Background
Parkinson's disease (PD) is a progressive neurodegenerative disorder marked by motor symptoms such as postural instability. While conventional treatments like levodopa and deep brain stimulation (DBS) can be effective in early stages, they often fail to address axial symptoms in advanced PD. Spinal cord stimulation (SCS) has emerged as a potential alternative, targeting the spinal cord to modulate neural activity and improve motor function. This systematic review aims to evaluate the effectiveness of SCS on motor symptoms in PD.
Methods
This systematic review followed a registered protocol (PROSPERO CRD42021261069) and included studies involving SCS intervention in PD patients. The search was conducted across four electronic databases until December 2023, focusing on terms related to SCS and motor symptoms in PD. Eligible studies included those with SCS applied at any spinal level, irrespective of the intervention duration, and involving outcome variables related to motor symptoms.
Results
The review analyzed 21 studies with approximately 70 patients.

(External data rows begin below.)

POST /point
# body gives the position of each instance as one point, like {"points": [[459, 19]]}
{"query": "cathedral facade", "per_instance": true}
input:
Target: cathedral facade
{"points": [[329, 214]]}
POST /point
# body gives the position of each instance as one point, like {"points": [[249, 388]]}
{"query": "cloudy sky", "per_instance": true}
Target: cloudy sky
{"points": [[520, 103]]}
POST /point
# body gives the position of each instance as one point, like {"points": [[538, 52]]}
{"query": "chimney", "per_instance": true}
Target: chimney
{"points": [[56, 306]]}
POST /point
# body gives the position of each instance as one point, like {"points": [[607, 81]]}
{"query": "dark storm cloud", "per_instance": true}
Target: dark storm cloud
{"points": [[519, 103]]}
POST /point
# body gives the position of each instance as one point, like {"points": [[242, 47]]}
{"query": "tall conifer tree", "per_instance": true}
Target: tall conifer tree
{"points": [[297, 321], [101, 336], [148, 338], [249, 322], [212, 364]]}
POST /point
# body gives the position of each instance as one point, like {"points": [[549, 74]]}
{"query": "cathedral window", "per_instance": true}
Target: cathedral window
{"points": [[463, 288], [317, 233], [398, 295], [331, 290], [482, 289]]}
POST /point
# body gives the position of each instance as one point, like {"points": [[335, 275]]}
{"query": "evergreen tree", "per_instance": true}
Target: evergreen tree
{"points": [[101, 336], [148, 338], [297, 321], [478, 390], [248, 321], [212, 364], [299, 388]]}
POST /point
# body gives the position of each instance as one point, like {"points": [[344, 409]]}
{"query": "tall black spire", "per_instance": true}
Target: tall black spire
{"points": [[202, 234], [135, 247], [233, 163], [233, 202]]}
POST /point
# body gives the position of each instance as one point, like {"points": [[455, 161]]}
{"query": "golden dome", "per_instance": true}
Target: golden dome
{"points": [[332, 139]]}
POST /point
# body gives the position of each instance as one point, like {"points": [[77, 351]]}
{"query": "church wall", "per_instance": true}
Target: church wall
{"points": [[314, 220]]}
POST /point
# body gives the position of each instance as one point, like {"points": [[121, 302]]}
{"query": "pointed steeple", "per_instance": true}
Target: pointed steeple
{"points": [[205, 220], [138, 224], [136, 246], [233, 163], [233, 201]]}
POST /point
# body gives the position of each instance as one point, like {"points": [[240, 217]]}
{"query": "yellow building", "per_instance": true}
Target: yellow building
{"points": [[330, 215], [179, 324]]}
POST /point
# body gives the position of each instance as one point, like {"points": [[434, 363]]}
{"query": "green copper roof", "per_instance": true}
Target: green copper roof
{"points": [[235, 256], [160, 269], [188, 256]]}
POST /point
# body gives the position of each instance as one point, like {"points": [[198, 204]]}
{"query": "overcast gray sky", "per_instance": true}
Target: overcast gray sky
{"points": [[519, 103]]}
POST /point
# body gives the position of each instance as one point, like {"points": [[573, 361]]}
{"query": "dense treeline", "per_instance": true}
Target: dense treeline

Stimulation parameters varied widely, including different spinal levels, frequencies, pulse widths, and amplitudes. Most studies reported improvements in motor symptoms, particularly in gait and postural stability.
Conclusion
The findings suggest that SCS may offer a promising alternative for managing motor symptoms in PD, especially for those resistant to levodopa and DBS. Despite encouraging results, the variability in outcomes highlights the need for further research to optimize SCS protocols, identify suitable patient profiles, and understand the long-term effects. Larger, well-designed clinical trials are necessary to establish standardized guidelines for using SCS in PD treatment.